I would want to avoid this by preventing a single (or multiple running in parallel) slow storage devices from slowing down the whole system. As far as I know, this requires limiting the cache usage for write buffering allowed a single slow device. The cache should be big enough that the slow and fast device are the bottleneck for any process using those devices but those processes are not limited by other devices, as happens with default configuration.
I've figured out that if I limit /proc/sys/vm/dirty_background_bytes
to 50 MB and /proc/sys/vm/dirty_bytes
to 200 MB then the latency of the system never gets truly bad but I still get some slowdown when I write to slow devices. I think this happens because all writing is forced syncronous when more than 50 MB dirty cache is in use. If we assume a situation where process writing to the slow memory has 52 MB in the cache and another process wants to write 4 KB file to another fast SSD device, that 4 KB write has to be syncronous, too, which causes slowdown to SSD device speeds instead of running at RAM speeds. On the other hand, the max 200 MB write cache may be too little when writing to truly fast SSD devices because the process generating the data may not be fast enough to fill the cache. As a result, heavily limiting those two kernel settings is a tradeoff for avoiding worst case latency but getting non-optimal average performance.
I know that if I set device BDI max_ratio
to value less than 100
, then that will be used as a percentage of the whole write cache that can be used for that device.

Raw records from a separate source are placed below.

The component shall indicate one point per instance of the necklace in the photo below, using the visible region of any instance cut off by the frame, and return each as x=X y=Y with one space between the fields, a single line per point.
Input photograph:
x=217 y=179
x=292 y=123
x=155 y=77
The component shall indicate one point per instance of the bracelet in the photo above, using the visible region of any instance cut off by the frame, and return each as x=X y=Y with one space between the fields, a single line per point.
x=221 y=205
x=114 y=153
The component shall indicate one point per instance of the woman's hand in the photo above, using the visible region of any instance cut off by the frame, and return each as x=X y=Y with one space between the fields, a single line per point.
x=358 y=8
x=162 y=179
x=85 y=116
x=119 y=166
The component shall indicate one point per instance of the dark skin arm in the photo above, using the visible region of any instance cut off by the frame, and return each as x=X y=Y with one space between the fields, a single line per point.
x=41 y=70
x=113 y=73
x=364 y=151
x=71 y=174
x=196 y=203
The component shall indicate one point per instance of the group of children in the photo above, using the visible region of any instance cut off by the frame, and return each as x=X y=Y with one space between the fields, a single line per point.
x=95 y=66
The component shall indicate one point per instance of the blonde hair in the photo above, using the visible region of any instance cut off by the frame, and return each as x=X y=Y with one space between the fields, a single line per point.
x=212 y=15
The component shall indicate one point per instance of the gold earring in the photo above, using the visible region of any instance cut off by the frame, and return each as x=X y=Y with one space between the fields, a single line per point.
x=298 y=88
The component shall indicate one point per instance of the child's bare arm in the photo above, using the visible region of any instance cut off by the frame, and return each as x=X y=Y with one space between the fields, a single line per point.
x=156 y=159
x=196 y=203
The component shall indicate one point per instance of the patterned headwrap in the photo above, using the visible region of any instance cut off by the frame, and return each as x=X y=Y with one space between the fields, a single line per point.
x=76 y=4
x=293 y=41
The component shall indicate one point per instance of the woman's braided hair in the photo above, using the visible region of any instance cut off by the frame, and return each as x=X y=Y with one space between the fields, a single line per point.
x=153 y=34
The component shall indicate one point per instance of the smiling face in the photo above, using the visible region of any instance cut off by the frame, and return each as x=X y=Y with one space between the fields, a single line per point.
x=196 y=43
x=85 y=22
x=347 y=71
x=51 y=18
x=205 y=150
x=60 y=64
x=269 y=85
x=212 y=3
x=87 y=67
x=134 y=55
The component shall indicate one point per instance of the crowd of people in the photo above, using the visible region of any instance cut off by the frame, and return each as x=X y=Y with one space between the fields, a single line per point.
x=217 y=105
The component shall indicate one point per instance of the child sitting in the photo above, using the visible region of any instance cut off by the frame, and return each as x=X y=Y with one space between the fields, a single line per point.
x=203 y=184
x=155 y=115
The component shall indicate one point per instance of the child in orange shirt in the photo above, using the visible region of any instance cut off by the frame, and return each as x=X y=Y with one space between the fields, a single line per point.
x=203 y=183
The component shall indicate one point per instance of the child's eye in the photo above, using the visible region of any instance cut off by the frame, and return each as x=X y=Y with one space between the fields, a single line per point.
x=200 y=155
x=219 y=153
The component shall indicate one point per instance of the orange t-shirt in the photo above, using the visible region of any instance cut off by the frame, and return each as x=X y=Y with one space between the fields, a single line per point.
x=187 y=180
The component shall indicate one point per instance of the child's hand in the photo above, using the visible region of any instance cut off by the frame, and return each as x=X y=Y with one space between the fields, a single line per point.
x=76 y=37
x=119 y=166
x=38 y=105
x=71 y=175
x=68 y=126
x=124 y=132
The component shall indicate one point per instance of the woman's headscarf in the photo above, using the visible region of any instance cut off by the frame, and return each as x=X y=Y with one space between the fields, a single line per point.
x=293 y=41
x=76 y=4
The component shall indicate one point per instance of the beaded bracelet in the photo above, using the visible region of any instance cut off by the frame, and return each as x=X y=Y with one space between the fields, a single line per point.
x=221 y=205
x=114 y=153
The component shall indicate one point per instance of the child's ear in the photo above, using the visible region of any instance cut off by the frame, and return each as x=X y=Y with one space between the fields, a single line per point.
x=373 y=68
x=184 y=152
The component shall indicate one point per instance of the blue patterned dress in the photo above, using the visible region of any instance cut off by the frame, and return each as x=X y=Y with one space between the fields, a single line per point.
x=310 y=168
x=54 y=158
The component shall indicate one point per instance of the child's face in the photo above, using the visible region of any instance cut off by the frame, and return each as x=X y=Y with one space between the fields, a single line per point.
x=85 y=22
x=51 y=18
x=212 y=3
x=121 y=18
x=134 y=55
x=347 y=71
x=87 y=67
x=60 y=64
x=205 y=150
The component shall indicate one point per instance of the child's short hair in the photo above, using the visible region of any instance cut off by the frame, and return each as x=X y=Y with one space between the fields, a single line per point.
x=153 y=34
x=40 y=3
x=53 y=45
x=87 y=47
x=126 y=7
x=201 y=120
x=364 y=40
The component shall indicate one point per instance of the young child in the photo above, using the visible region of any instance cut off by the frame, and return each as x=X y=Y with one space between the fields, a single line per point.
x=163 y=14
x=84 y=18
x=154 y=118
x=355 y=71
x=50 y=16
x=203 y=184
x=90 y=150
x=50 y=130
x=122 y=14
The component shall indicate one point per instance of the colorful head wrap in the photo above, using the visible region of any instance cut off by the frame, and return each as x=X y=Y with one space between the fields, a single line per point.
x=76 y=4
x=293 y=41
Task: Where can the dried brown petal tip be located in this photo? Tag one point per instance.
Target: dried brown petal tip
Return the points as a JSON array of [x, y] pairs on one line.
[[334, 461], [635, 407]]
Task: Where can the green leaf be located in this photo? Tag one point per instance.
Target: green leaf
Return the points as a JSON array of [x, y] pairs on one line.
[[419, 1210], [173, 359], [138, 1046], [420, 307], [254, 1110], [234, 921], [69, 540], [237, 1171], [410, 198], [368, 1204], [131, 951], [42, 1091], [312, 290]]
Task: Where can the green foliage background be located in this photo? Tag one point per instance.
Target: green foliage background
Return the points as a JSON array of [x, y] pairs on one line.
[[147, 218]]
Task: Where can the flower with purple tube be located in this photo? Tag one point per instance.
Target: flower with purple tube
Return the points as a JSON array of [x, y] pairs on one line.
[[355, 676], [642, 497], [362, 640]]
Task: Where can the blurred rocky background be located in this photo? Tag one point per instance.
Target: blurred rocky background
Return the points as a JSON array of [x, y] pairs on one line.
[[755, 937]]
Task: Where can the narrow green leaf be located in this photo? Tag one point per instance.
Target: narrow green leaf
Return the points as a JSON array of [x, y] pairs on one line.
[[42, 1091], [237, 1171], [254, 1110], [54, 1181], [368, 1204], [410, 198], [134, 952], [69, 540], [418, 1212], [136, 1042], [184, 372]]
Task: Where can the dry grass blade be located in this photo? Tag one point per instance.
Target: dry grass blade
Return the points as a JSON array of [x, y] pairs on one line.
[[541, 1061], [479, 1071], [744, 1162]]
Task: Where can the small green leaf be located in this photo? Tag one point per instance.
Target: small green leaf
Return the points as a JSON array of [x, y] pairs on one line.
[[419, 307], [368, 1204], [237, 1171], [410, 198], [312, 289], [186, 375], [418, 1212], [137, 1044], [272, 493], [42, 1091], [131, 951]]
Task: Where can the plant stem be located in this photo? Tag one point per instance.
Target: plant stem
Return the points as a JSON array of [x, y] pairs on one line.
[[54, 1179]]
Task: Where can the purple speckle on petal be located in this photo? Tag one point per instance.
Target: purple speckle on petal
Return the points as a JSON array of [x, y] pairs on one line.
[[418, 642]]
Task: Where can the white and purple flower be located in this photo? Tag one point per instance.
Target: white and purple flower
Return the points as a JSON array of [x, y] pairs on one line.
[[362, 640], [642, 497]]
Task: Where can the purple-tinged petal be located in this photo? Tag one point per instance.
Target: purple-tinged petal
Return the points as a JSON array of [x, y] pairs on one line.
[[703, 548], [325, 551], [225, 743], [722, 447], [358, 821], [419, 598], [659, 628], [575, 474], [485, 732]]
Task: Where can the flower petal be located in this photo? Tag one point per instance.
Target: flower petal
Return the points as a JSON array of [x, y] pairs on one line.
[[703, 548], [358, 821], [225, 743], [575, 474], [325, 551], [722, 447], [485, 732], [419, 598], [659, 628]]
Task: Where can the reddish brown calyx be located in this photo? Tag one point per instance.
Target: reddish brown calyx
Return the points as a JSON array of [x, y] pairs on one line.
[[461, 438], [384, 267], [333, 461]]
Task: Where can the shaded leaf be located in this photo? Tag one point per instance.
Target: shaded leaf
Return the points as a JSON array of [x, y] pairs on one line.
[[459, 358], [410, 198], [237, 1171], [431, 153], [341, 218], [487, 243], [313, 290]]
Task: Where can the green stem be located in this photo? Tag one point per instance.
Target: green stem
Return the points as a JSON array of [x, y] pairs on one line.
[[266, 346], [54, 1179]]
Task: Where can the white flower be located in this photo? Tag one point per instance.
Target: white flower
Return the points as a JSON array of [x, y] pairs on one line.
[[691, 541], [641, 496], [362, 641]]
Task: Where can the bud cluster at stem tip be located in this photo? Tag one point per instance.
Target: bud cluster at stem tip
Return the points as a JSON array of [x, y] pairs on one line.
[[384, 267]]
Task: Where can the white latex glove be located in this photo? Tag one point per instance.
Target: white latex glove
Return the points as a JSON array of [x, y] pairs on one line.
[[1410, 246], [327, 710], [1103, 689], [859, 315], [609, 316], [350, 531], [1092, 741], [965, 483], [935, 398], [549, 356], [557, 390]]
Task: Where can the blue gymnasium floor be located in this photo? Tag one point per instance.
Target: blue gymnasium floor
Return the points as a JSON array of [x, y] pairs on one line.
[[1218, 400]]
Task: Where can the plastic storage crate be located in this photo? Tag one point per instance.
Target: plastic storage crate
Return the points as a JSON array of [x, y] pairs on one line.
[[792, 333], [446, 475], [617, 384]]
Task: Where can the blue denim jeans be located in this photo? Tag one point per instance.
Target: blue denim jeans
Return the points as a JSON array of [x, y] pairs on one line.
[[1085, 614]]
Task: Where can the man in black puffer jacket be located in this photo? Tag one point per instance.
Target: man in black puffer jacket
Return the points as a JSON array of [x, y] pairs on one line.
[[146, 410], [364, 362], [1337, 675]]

However, the default for any device is 100
so any slow device is allowed to force the whole system to slow down. I've tested that setting max_ratio
to value way below 100
works nicely and prevents any slowdown from the slow device because that device cannot waste all of the cache.
How to set max_ratio
to value less than 100
for all devices, including devices connected in the future? I could write a script that runs during system boot and configures all the connected devices but then newly connected storage (be it USB, eSATA or any other connection method) is allowed to take all the write cache.